The following machine translation is relied upon for poor English proficiency.
I think you can take a look at my theory. The biggest problem with the current slow pace of aging research is the lack of a systematic perspective. However, my current hypothesis has such a systematic perspective, and the description of the self-locking mechanism can explain why current anti-aging approaches have failed but are still correct.
My theory proposes 80 non steady states, a steady-state metabolic state. On these 80 non steady state pathways, some people exhibit metabolic hyperactivity and oxidative stress, some show microcirculatory disorders and inflammatory factors that promote aging, some have insufficient antioxidant capacity and accumulate more aging cells, and some have decreased mitochondrial flash and epigenetic disorders.
The 80 non steady state can be said to cover most of the characteristics of aging theory, but I am not elaborating on these characteristics. Instead, I point out that the aging characteristics of these pathways will all belong to one, leading to a decrease in mitochondrial functionality and triggering the next aging factor, glucose and lipid metabolism disorder, which in turn will lead to a decrease in growth hormone levels.
The initial factor that drives the decline of mitochondrial function in aging is very weak. At the end of puberty, it can be masked by vigorous growth hormone, and when it truly exerts its power, it is at the end of puberty when growth hormone levels decrease. At this time, it will drive the decline of mitochondrial function, which in turn leads to the disorder of glucose and lipid metabolism, which in turn drives the decline of growth hormone. The decline of growth hormone is the most intense factor driving the early stages of aging in this theory, but it is not the focus, but it will also promote the operation of downstream aging mechanisms.

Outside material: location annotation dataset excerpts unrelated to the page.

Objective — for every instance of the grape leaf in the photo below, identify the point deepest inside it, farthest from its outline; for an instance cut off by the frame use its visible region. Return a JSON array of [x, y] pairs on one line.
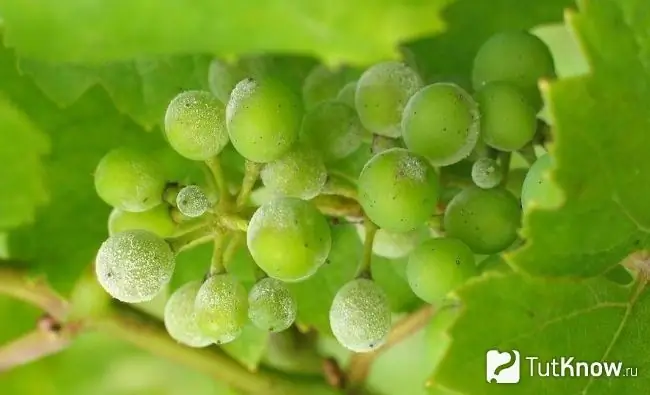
[[449, 56], [141, 88], [592, 321], [340, 31], [315, 295], [603, 173], [22, 184]]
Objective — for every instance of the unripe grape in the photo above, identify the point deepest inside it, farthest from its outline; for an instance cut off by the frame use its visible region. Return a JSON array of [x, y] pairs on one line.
[[438, 266], [129, 179], [133, 266], [360, 316], [157, 220], [180, 318], [299, 173], [441, 123], [271, 305], [221, 308], [195, 125], [192, 201], [398, 190], [289, 239], [263, 119], [486, 173]]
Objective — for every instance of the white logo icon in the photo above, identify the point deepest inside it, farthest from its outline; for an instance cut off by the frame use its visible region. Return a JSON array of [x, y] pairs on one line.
[[503, 367]]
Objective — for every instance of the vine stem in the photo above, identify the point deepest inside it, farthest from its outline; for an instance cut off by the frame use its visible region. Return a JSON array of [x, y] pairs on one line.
[[214, 164], [124, 322], [251, 174], [360, 364]]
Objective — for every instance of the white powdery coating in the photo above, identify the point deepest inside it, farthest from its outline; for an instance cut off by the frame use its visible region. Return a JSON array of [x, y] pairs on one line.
[[192, 201], [396, 76], [391, 245], [300, 173], [180, 318], [134, 265], [360, 316], [221, 308], [195, 125], [239, 95], [271, 305], [486, 173], [412, 168]]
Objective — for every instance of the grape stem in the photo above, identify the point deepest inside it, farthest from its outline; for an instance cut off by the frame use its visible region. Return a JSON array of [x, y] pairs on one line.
[[251, 174], [124, 322], [214, 164], [370, 230], [360, 364]]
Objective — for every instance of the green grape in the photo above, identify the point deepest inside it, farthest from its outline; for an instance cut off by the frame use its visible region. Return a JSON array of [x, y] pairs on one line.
[[516, 181], [439, 266], [486, 173], [347, 93], [516, 57], [299, 173], [392, 245], [441, 123], [508, 122], [398, 190], [192, 201], [157, 220], [180, 318], [133, 266], [271, 305], [382, 93], [333, 129], [221, 308], [130, 180], [195, 125], [538, 189], [263, 119], [289, 239], [323, 83], [222, 78], [487, 220], [494, 263], [360, 316]]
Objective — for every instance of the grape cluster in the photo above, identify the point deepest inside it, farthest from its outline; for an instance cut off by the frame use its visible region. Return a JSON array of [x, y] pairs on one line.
[[416, 200]]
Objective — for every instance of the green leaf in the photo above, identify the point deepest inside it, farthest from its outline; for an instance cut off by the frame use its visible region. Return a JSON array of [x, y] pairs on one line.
[[141, 88], [315, 295], [592, 321], [341, 31], [22, 184], [469, 23], [603, 174], [390, 275]]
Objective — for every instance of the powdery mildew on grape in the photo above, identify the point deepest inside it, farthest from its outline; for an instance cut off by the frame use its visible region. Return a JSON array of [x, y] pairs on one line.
[[242, 91], [360, 316], [486, 173], [180, 317], [134, 265], [221, 306], [299, 173], [195, 125], [192, 201], [271, 305], [412, 168]]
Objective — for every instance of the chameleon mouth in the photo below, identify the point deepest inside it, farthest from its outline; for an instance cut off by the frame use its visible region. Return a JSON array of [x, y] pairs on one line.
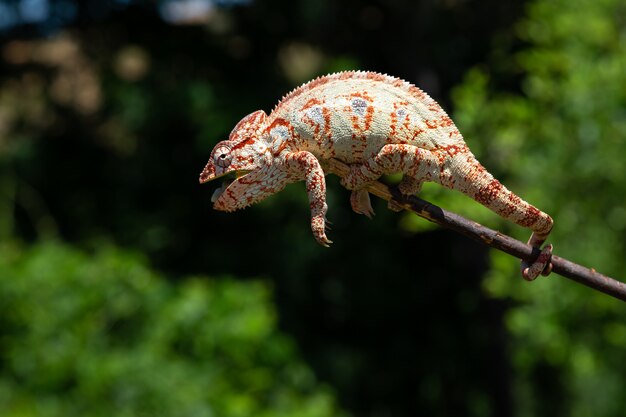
[[229, 178]]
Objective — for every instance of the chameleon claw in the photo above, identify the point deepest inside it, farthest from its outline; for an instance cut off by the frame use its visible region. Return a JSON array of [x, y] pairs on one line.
[[324, 241], [541, 266]]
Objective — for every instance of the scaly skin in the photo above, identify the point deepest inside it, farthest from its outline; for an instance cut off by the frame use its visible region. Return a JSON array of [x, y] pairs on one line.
[[379, 125]]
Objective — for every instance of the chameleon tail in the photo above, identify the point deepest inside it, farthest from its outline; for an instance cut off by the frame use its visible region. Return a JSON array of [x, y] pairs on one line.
[[476, 182]]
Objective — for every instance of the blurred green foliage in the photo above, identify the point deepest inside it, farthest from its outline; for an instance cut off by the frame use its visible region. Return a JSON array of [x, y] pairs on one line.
[[105, 127], [560, 141], [100, 334]]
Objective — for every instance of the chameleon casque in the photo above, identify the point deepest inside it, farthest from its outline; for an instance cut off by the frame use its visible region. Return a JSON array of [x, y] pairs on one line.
[[378, 124]]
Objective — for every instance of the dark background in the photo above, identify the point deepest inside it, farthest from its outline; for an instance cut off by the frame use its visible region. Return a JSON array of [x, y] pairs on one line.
[[111, 110]]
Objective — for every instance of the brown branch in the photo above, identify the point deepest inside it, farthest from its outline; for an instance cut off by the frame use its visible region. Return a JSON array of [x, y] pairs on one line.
[[480, 233]]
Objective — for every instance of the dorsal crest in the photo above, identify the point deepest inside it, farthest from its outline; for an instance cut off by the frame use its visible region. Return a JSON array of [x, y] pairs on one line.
[[247, 127]]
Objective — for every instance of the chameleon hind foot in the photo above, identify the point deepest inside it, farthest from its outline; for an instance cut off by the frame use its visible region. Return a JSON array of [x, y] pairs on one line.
[[541, 265]]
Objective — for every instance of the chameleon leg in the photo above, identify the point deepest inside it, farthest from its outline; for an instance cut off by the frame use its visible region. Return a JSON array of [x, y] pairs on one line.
[[360, 202], [464, 173], [417, 164], [304, 165]]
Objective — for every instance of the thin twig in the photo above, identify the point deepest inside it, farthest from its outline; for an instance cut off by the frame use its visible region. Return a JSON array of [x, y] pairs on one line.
[[480, 233]]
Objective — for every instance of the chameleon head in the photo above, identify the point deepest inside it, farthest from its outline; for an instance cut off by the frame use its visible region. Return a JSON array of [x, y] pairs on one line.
[[247, 161]]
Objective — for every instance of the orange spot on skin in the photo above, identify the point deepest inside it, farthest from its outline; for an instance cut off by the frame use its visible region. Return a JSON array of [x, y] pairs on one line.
[[489, 192], [312, 102], [375, 77], [417, 92]]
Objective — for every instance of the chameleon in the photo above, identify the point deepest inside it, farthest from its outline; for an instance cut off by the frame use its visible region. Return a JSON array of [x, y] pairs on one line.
[[377, 124]]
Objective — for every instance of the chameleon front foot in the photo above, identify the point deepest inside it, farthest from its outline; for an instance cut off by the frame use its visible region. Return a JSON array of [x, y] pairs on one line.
[[319, 227], [541, 266]]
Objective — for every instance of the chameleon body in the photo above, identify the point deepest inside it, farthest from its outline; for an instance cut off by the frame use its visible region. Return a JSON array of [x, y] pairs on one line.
[[379, 125]]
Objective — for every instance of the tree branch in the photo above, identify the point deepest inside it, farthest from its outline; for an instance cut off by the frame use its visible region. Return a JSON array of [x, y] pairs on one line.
[[480, 233]]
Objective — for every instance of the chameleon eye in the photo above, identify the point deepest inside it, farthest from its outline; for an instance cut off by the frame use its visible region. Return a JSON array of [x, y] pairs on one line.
[[222, 156]]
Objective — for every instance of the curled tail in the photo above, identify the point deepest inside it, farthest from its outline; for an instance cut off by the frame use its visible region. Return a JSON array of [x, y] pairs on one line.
[[472, 179]]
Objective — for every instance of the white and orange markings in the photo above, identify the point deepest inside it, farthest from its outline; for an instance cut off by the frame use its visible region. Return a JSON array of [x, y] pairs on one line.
[[379, 125]]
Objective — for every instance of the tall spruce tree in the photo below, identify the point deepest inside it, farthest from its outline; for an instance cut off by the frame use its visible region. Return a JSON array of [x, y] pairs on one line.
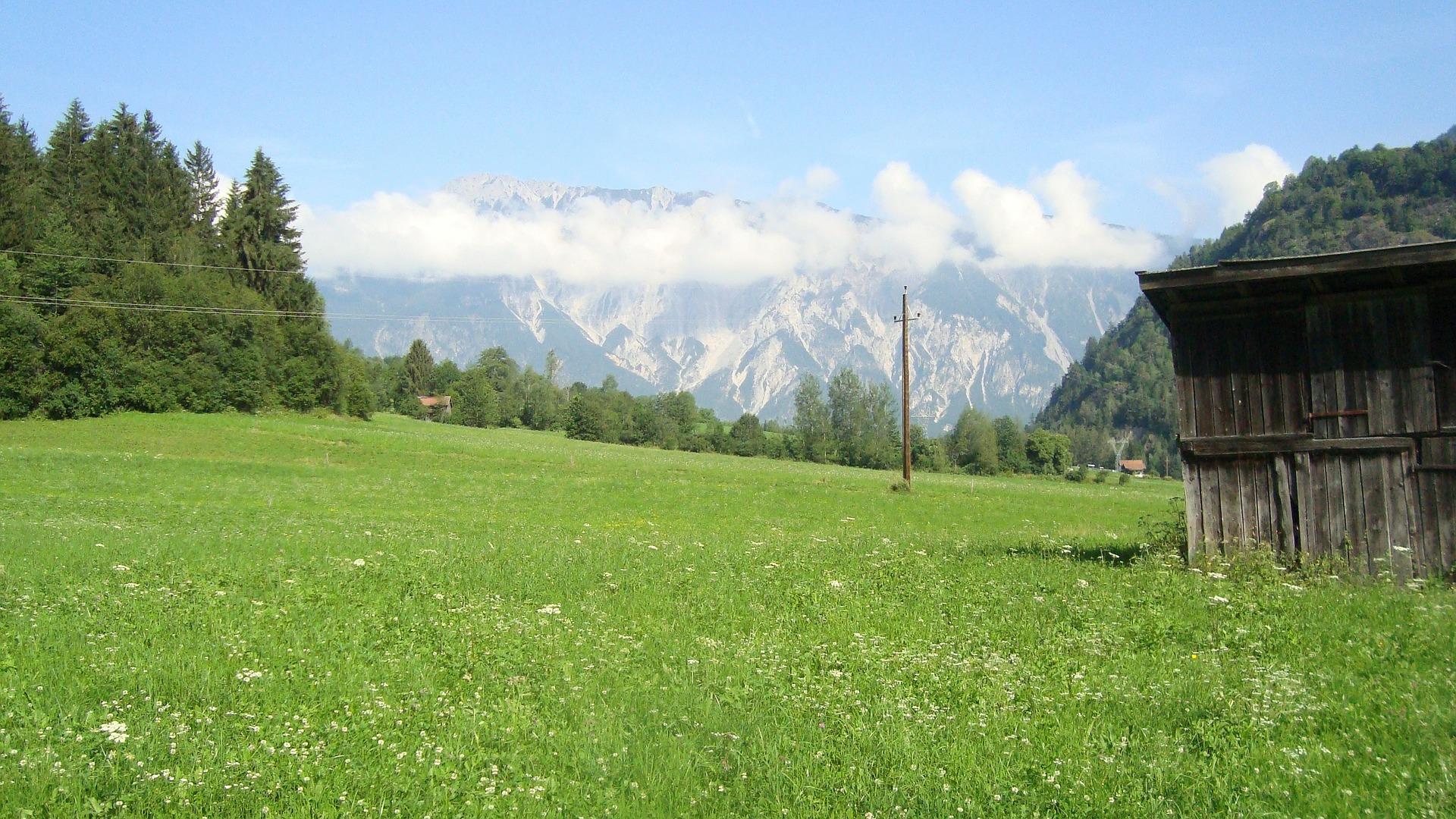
[[19, 184], [67, 162], [419, 368], [258, 231], [201, 181]]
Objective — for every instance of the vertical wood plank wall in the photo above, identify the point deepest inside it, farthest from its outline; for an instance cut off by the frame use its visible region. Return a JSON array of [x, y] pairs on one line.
[[1373, 368]]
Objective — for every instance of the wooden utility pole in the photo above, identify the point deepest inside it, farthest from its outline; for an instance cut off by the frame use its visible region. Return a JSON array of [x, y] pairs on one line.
[[905, 318]]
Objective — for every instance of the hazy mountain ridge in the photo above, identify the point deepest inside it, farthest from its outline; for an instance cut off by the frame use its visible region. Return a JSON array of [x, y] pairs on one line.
[[995, 340]]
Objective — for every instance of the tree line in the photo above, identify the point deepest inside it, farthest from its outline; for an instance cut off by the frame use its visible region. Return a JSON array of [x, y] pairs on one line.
[[848, 420], [117, 190], [1360, 199], [98, 193]]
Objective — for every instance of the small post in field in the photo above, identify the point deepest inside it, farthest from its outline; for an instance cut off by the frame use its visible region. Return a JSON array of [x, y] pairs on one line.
[[903, 319]]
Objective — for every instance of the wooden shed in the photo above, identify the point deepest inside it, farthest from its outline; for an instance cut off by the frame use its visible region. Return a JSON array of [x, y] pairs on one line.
[[1316, 404]]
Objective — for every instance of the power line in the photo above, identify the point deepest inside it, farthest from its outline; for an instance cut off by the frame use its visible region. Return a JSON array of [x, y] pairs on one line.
[[202, 309], [145, 261]]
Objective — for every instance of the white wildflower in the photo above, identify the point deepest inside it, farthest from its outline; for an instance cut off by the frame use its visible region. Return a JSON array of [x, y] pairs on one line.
[[115, 730]]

The whole process is like a biological vacuum decay, with the endpoint being 105 years old. The risk of aging and death is no longer increasing, but in fact, all bodily functions that sustain life are in the worst working condition and cannot collapse further. Therefore, the risk of death caused by death is no longer increasing.
And the self-locking mechanism I am referring to in this theory is why intervening in a single pathway is not effective in anti-aging, because the body has entered a suboptimal steady state with self strengthening and self-sustaining functions. For example, when growth hormone decreases, NRF1 expression will decrease, and the quantity and quality of mitochondria will decrease. Growth hormone is secreted in a pulsatile manner, and it relies heavily on ATP pulsatile bursts. As a result, a vicious cycle of self strengthening and self maintenance emerges. Such mechanisms exist in multiple ways during the aging process, covering the current traditional aging theory, which leads to a single intervention pathway having very poor effectiveness.
Edited by 南尧说生, 05 November 2025 - 06:57 PM.